Crediamo che sua madre abbia dovuto da tempo sotterrare l’ascia di guerra
“L’ha sotterrata all’alba del 2009. Ero rientrato a casa e convinto a trattenermi per la Domenica delle Palme. La mia stanza era completamente occupata dai faldoni della tesi, appunti e libri, impraticabile. Andai a dormire nella stanza degli ospiti. La scossa potentissima, delle 3,32 ci colse nel sonno, ingoiò la mia stanza con tutto ciò che era all’interno. Io sono un sopravvissuto, una libreria abbattutasi mi fece da camera d’aria e fui estratto dalle macerie seminudo. La sera precedente avevo lasciato l’auto fuori di ritorno da Napoli per un concerto e il mio guardaroba in quel momento era unicamente lo smoking che si era salvato insieme alla bacchetta. Un segno che convinse finalmente mia madre”

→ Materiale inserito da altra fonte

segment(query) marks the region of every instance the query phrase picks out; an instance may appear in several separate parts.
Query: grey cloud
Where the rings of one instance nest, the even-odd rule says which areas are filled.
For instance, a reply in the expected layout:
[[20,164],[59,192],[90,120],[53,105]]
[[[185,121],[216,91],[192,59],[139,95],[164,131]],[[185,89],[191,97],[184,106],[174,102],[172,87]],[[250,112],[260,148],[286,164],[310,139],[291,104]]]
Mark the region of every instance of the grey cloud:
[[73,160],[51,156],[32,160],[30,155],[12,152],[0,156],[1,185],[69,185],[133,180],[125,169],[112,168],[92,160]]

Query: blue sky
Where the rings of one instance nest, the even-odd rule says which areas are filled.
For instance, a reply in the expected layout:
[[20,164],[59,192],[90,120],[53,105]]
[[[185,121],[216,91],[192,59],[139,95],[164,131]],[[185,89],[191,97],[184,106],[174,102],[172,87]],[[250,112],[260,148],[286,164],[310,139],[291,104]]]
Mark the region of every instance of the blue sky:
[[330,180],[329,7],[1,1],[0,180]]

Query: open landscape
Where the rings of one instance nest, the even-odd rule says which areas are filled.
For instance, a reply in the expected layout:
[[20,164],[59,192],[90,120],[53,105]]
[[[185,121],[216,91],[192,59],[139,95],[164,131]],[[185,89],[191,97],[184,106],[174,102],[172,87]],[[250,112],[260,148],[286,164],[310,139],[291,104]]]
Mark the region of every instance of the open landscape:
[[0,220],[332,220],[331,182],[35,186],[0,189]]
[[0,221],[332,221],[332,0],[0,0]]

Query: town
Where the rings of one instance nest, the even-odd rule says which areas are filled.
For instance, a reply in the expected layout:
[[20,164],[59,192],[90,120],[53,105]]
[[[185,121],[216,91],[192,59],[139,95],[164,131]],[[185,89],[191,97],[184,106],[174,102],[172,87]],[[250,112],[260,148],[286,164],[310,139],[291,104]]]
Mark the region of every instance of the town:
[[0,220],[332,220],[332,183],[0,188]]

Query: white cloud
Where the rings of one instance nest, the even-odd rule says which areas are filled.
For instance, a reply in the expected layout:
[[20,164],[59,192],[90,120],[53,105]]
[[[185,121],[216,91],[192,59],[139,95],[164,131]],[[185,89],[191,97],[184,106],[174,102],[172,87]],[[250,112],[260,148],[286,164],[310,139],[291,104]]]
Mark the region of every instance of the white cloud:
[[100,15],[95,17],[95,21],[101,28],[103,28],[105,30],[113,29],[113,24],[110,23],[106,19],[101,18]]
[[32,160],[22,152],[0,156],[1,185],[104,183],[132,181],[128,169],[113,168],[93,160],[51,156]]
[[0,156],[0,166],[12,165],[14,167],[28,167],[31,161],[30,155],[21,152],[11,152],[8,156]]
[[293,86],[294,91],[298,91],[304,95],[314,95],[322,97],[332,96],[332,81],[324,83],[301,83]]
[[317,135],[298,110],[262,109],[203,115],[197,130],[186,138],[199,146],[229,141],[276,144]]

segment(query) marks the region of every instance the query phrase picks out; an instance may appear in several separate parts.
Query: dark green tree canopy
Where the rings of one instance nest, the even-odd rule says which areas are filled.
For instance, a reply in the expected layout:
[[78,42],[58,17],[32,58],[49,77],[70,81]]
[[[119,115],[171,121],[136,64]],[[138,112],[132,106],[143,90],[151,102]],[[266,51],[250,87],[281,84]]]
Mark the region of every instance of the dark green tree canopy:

Crisi, ostacoli, fasi di stallo ne ha avute?
“Proprio quell’essere sopravvissuto. Sono intensamente credente e non capivo perché il Signore mi avesse graziato. Poi, ho inteso la mia missione, di cui fa parte in particolare educare alla bellezza i giovani e spendermi per loro. Infatti, ultimate le repliche delle scuole, insieme al Sovrintendente dell’Opera di Tirana, verranno scelti quindici strumentisti del conservatorio da integrare nelle produzioni dell’opera, nonché le più belle voci della nostra istituzione, con le quali il 14 febbraio terrò un concerto nel segno dell’amore con i duetti più amati del nostro melodramma”
A quali bacchette si è ispirato da ragazzo e che stima tutt’oggi?
“Su tutte, Carlos Kleiber, per la cura dei dettagli, la precisione, il solido mestiere appreso dal padre Erich e il lato mediterraneo, quella goccia di sana follia, profumo d’Italia e istinto teatrale. Poi, Simone Rattle, per la sua estrema sicurezza e due sacerdoti del podio Myung-Whun Chung e Carlo Maria Giulini”
Cosa amerebbe dirigere che non ha ancora affrontato?
“Ho due autori nel mio cuore Dmitrij Sostacovic, del quale amo la VII sinfonia, la Leningrad, animata da un’autenticità e da un respiro epico pur ancor oggi vivissimi, e la melodia e le armonie trasparenti di Giacomo Puccini, su tutte Madama Butterfly, ma aspiro a dirigere l’Adriana Lecouvreur di Cilea.
Cosa occorre per far felice Jacopo?
“Fra la sella e la terra c’è la grazia di Dio”, recita un proverbio irlandese, quindi, una volta messo il piede a terra da cavallo, si dovrà bere in compagnia un doppio moscow mule.